A number of functional medicine practitioners claim they take a comprehensive, holistic approach to health that searches for the root cause of disease, whereas Western medicine only treats symptoms.
Yet searching for root causes is at the foundation of most non-emergency services medicine. Preventive care is not the domain of alt-med practitioners alone. They just like to claim that it is, for it paints a picture of a more reliable, more communicative, more trusted form of medicine.
Of course, there are good doctors and bad doctors and everything in between across the fields of medicine. This is as true for medical doctors as it is for chiropractors and naturopaths. While people’s anecdotes shouldn’t be discounted, they also cannot be taken for a system-wide problem.
The real problem is America’s for-profit healthcare system, which incentivizes dangerous behavior in terms of overcrowding and under-funding certain research. The answer, however, isn’t less training and invented terms like “functional medicine.” And while there are functional medicine advocates that take a holistic approach, the field’s two leading proponents constantly broker in perverse incentives.
Dysfunctional
The field of functional medicine was invented by chemist Jeffrey Bland in 1991 as a part of one of his companies. To date, none of the 24 official medical boards that certify specialists have offered functional medicine training, which tells you something about the validity of the paradigm.
Functional medicine certifiers advertise it as a new paradigm of healing that considers genetics, the microbiome, and quantum physics, among other disparate fields. The galaxy brain “theory of everything” approach to health can be seen in posts like this from family physician turned functional medicine don, Mark Hyman.
Conventional medicine doesn’t have arbitrary divisions as much as it has increasing fields of specialization. Not that those fields are always well-defined, or even understandable: in America, we have to carry separate insurance for vision and dental, which is simply absurd. The notion that our eyes and mouths are partitioned off from the rest of our body and, by extension, somehow don’t affect the rest of our body, is indicative of the predatory practices of insurance companies more than any nefarious medical agenda. In this, I agree with the premise of functional medicine: our body is one whole, organic system and should be treated as such.
To decry the entire system as creating arbitrary divisions is another story. Experts working together to gain a holistic understanding of physiology, biology, and disease etiology makes sense. A family physician waxing poetic about epigenetics, nutrition, and quantum physics, however, should give us pause.
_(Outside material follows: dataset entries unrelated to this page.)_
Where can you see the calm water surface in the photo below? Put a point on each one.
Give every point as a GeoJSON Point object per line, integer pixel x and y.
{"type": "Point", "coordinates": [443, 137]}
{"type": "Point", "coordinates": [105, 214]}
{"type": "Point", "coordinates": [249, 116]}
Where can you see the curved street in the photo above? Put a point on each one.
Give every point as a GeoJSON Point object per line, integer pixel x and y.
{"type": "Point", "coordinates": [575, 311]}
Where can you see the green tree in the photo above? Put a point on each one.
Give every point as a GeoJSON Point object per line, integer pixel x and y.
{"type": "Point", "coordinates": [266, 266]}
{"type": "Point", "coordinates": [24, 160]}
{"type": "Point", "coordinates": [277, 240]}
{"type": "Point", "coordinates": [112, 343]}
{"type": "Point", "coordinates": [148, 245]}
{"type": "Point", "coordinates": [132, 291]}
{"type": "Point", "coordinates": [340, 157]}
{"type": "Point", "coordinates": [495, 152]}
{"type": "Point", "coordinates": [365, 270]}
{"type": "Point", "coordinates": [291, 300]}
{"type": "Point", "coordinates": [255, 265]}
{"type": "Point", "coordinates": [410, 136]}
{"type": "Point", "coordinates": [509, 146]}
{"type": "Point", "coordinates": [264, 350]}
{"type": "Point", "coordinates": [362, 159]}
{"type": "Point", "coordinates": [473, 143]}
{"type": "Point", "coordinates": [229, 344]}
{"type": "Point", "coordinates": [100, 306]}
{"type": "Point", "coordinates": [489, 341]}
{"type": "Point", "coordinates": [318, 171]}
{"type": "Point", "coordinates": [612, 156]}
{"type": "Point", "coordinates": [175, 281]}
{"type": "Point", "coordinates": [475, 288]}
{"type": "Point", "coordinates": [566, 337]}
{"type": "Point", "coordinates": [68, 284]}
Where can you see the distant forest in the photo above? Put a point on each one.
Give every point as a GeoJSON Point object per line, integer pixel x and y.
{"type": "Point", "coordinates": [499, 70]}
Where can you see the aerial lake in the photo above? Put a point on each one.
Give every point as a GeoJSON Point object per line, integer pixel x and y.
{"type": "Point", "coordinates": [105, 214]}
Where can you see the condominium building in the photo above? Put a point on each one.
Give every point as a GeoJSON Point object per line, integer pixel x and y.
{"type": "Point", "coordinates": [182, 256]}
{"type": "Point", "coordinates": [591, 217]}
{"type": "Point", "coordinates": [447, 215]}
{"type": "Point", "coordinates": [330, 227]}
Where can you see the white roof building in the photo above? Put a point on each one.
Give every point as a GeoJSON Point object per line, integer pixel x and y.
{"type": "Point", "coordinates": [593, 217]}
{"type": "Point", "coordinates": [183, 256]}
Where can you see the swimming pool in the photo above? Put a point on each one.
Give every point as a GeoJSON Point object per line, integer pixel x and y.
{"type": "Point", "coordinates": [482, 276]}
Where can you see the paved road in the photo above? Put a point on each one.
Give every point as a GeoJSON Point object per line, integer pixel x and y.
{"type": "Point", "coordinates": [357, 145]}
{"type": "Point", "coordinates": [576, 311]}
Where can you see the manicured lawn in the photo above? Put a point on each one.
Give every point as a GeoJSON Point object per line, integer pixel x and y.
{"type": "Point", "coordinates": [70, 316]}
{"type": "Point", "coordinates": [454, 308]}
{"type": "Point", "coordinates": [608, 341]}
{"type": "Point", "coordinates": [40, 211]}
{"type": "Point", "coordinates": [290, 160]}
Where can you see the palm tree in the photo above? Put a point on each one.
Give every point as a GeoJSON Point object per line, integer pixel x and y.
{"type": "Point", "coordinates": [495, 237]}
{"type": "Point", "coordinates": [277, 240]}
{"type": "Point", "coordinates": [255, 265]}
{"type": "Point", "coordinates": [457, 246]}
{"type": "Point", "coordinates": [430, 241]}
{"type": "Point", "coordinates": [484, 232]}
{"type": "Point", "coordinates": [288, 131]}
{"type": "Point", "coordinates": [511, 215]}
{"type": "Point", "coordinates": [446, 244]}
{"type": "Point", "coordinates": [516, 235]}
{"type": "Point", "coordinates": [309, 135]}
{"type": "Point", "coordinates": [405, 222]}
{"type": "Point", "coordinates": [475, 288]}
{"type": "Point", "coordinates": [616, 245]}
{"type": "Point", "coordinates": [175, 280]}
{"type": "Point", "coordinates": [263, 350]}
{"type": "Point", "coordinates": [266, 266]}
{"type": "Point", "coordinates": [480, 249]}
Curiosity about other fields is healthy. Understanding connection points between disciplines. Yet Hyman is not a serious man when it comes to expertise, and he, along with other FM practitioners, leverage in vitro and animal studies to speculate about human biology, quickly selling unregulated and unproven products.
And then there’s the quantum realm, which alt-med practitioner just love. Instead of talking to an actual physicist, Hyman turns to…Deepak Chopra.
Hyman’s track record is not stellar. He wrote the forward for Robert F Kennedy Jr’s 2014 anti-vax book about thimerasol, which was removed from most vaccines in the nineties. The vaccine-autism connection has been disproven so many times it gets boring repeating the facts.
While it was nice seeing Hyman champion the potential new cancer vaccines (even if he was speaking in vague terms; not sure why he was chosen for the segment), he’s hosted RFK Jr on his numerous times, including late last year. You can tell a lot about a medical professional by those they choose to boost, and time and again, Hyman gives us reason to wonder what his real intentions are.